Combination product: There has not been conducted any pharmacokinetic interaction study between the two compounds. Even if such interaction exist, - according to the results of bioequivalence study - the extent of this hypothetic interaction must be the same in case of taking Concor AM, than in case of taking the two compounds separately at the same dose levels as in the combination.
Toxicology: Preclinical safety data: In connection with amlodipine: Reproductive toxicology: Reproductive studies in rats and mice have shown delayed date of delivery, prolonged duration of labour and decreased pup survival at dosages approximately 50 times greater than the maximum recommended dosage for humans based on mg/kg.
Impairment of fertility: There was no effect on the fertility of rats treated with amlodipine (males for 64 days and females 14 days prior to mating) at doses up to 10 mg/kg/day (8 times* the maximum recommended human dose of 10 mg on a mg/m2 basis). In another rat study in which male rats were treated with amlodipine besilate for 30 days at a dose comparable with the human dose based on mg/kg, decreased plasma follicle-stimulating hormone and testosterone were found as well as decreases in sperm density and in the number of mature spermatids and Sertoli cells.

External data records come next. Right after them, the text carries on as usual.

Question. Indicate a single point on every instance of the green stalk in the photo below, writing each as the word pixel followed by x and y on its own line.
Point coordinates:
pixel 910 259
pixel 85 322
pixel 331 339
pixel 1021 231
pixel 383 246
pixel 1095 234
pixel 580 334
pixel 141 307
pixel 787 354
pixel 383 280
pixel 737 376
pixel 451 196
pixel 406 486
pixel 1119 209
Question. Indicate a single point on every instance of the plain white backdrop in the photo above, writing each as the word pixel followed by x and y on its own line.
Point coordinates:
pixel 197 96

Carcinogenesis, mutagenesis: Rats and mice treated with amlodipine in the diet for two years, at concentrations calculated to provide daily dosage levels of 0.5, 1.25, and 2.5 mg/kg/day, showed no evidence of a carcinogenicity. The highest dose (for mice, similar to, and for rats twice* the maximum recommended clinical dose of 10 mg on a mg/m2 basis) was close to the maximum tolerated dose for mice but not for rats. Mutagenicity studies revealed no drug related effects at either the gene or chromosome levels.

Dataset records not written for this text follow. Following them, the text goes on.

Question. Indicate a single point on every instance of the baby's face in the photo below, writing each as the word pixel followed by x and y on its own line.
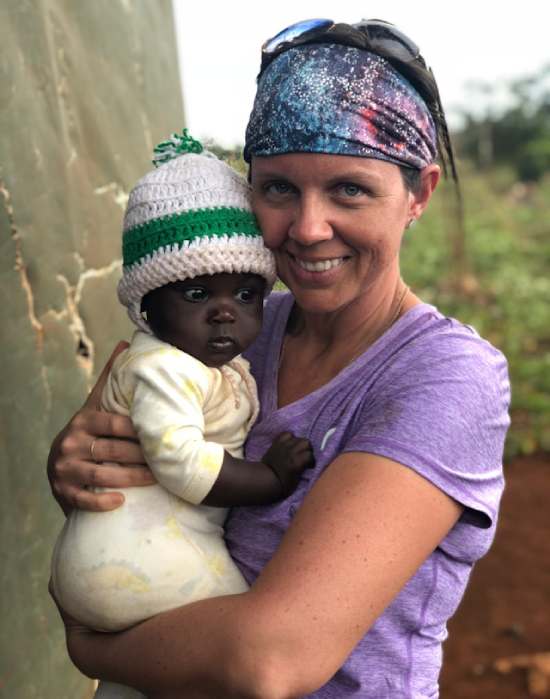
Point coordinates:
pixel 213 318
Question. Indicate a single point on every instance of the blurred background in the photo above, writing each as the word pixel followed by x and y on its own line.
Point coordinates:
pixel 86 91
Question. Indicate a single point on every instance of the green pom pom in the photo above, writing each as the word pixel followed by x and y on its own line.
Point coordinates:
pixel 175 146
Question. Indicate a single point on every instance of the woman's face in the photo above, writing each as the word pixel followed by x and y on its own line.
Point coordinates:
pixel 334 223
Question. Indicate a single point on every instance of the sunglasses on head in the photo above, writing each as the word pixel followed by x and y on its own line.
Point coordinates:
pixel 374 35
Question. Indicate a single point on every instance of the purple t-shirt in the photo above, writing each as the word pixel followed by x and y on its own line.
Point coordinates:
pixel 430 394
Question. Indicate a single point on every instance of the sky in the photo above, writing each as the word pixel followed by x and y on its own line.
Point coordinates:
pixel 463 42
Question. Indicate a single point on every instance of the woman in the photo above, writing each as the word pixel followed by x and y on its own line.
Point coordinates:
pixel 406 410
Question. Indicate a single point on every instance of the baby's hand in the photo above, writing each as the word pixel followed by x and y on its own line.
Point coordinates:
pixel 288 456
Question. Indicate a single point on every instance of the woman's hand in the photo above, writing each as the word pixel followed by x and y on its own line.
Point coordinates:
pixel 88 452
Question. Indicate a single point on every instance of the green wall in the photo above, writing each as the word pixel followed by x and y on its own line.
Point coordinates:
pixel 87 87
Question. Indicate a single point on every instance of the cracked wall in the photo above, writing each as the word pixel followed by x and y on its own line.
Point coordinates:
pixel 86 90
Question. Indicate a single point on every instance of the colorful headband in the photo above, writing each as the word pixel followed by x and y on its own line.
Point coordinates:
pixel 330 98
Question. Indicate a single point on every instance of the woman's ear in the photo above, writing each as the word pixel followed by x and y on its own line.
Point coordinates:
pixel 429 178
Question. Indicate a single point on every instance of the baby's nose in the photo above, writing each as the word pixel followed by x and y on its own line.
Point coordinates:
pixel 222 314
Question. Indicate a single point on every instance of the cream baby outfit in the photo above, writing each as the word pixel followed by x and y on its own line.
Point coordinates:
pixel 191 216
pixel 162 548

*Based on patient weight of 50 kg.
In connection with bisoprolol: Non-clinical data reveal no special hazard for humans based on conventional studies of safety pharmacology, repeated dose toxicity, genotoxicity, carcinogenic potential, toxicity to reproduction. During reproduction toxicology tests bisoprolol had no influence on fertility or general reproduction ability.
Like other beta-blockers, bisoprolol caused maternal (decreased food intake and decreased body weight increase) and embryo/fetal toxicity (increased incidence of resorptions, reduced birth weight of the offspring, retarded physical development) but was not teratogenic.